Alarms are blaring about artificial intelligence deepfakes that manipulate voters, like the robocall sounding like President Biden that went to New Hampshire households, or the fake video of Taylor Swift endorsing Donald Trump.
Yet there’s actually a far bigger problem with deepfakes that we haven’t paid enough attention to: deepfake nude videos and photos that humiliate celebrities and unknown children alike. One recent study found that 98 percent of deepfake videos online were pornographic and that 99 percent of those targeted were women or girls.
This is how we use the technology we have spent so much time and energy developing: creating pornographic images of people, almost entirely women and girls, who did not consent and who had no idea this was happening to them until it is far far too late.
But it’s not just those who create these monstrosities. It’s also those who carelessly or even knowingly profit off them:
Companies make money by selling advertising and premium subscriptions for websites hosting fake sex videos of famous female actresses, singers, influencers, princesses and politicians. Google directs traffic to these graphic videos, and victims have little recourse.
And not just the famous:
Sometimes the victims are underage girls.
Kristof goes on:
Sophie Compton, a documentary maker, made a film on the topic, “Another Body,” and was so appalled that she started a campaign and website, MyImageMyChoice.org, to push for change.
“It’s become a kind of crazy industry, completely based on the violation of consent,” Compton said.
The impunity reflects a blasé attitude toward the humiliation of victims. One survey found that 74 percent of deepfake pornography users reported not feeling guilty about watching the videos. [emphasis added]
I pasted this specifically to include the link to the MyImageMyChoice website, which announces:
Intimate image abuse can have devastating, even life-threatening, impacts. But governments and tech platforms aren’t doing anything to address it. Intimate image abuse websites, based on violating consent, have become thriving online businesses. Companies like Google, Visa, Verizon are enabling and profiting off this abuse, and normalizing misogyny.
We are campaigning for governments and tech companies to #BlockMrDeepfakes and the 3000+ sites dedicated to online gendered abuse.
But also take note of the bolded passage above. A “blasé attitude toward the humiliation of victims.” This is the real problem. These sites would have no followers, and their enablers would make no money off them, if we as a society would train each generation to have respect for each of us, to grant everyone the dignity to which every human being is entitled to. We were making some progress in this direction. Marital rape is now a crime (40 years ago, it wasn’t necessarily so). We are gaining a better understanding of the reality of sexual variation. Women are still behind in the workforce but are catching up.

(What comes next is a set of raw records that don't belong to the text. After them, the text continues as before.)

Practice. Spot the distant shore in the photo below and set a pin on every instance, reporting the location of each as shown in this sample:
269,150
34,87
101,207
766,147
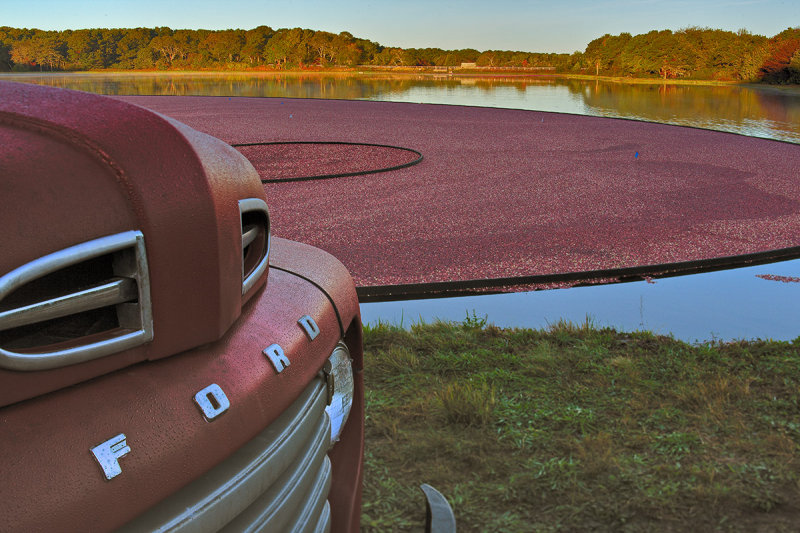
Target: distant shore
499,74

All that progress and more is now in danger, because of White Male Supremacy, religious intolerance of women’s equality, the dismissal of empathy as a sign of weakness. Add others to the list.
And the other thing is, the search engines that drive this latest insanity could fix it if they wanted to.
As I see it, Google and other search engines are recklessly directing traffic to porn sites with nonconsensual deepfakes. Google is essential to the business model of these malicious companies. . . Google is socially responsible when it wants to be, but it seems indifferent to women and girls being violated by pornographers.
Indifferent. Almost as bad — no, just as bad — as making these images in the first place. Kristof quotes some Google and Microsoft executives who say they are working on the problem, but as he says, “Count me unimpressed.”
Kristof suggests some possible ways to help:
I’m in favor of trying to crack down on deepfakes with criminal law, but it’s easy to pass a law and difficult to enforce it. A more effective tool might be simpler: civil liability for damages these deepfakes cause. Tech companies are now largely excused from liability under Section 230 of the Communications Decency Act, but if this were amended and companies knew that they faced lawsuits and had to pay damages, their incentives would change and they would police themselves. And the business model of some deepfake companies would collapse.
But that’s only part of what is needed.
The greatest obstacles to regulating deepfakes, I’ve come to believe, aren’t technical or legal — although those are real — but simply our collective complacency. . .
It’s time for similar accountability in the digital space. New technologies are arriving, yes, but we needn’t bow to them. It astonishes me that society apparently believes that women and girls must accept being tormented by demeaning imagery.
I am not astonished. Disappointed, depressed, dismayed. But not astonished. This is what always happens when one part of our species refuses to accept all other parts as equal, as human as everyone, as entitled to dignity. And the more so when it is driven by religion, by politics, by greed.